Free Snapshots?
Peter Baer Galvin
Over the past few months, Ive been covering new and useful Solaris 8 features in the Solaris Companion. This month continues the trend by looking at the new fssnap command, which provides snapshot copies of the default UFS file system, much like commercial file systems provide. But is it a winner like UFS logging and IP multipathing? This month I test fssnap, I provide useful new reference services, and some feedback on a previous column.
Much Ado About Nothing
What a contrast there is between Sun and Microsoft. I recently attended the Windows XP launch to see what the fuss was about. The three-hour seminar by Microsoft employees conveyed these important XP points:
All previous operating systems by Microsoft had serious flaws, including inefficient user interfaces and a lack of reliability.
Look how cool our new screen savers are.
Look at these games we include!
I thought about what the industry would do if Sun had a press conference about a new release of Solaris and said similar things about their operating system.
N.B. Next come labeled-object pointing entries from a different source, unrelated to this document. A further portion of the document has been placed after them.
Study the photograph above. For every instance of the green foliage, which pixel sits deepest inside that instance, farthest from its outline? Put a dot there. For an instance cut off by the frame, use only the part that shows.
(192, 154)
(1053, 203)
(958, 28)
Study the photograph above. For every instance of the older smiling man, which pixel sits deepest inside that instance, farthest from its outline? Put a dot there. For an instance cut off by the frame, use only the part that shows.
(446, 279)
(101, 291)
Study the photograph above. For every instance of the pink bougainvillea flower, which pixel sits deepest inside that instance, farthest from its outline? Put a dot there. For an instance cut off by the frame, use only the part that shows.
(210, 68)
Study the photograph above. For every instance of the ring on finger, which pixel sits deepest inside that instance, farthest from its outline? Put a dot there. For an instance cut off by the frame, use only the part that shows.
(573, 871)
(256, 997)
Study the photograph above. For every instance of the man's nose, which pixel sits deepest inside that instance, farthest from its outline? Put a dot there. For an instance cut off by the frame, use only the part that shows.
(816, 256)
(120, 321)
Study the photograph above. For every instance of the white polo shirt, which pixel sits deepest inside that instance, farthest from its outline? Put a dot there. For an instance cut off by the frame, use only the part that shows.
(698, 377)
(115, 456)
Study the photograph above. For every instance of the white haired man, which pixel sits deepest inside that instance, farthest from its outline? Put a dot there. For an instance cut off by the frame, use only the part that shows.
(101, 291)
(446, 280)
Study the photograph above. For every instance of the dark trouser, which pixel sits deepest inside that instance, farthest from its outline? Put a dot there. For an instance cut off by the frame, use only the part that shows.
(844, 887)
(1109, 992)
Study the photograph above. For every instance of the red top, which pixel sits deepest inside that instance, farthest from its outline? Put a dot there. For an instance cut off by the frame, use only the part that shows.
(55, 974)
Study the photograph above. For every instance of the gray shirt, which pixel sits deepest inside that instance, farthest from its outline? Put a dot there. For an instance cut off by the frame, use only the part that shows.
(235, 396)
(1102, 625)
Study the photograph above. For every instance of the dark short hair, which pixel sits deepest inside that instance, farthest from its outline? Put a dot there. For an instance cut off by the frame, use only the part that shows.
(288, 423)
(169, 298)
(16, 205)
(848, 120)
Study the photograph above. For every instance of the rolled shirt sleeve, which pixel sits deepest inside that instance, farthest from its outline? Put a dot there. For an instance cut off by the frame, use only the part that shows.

In fact, Sun tends to do the opposite of Microsoft publicity they have great engineers who busily add lots of interesting features to Solaris, and then they leave it up to the end users to find them, figure out how they work, and figure out how to use them!
Snapshots, in Theory
On that note, my column this month explores another hidden Solaris feature UFS snapshots. A snapshot can be thought of as a cousin of RAID 1. Rather than performing a block-by-block copy of a disk, and then performing all writes to both copies, a snapshot takes a shortcut. The snapshot starts from an original disk (in this case, actually a UFS partition) and instead of copying all of the original blocks, it creates a copy of the metadata structures. In essence, it has pointers to all the data blocks.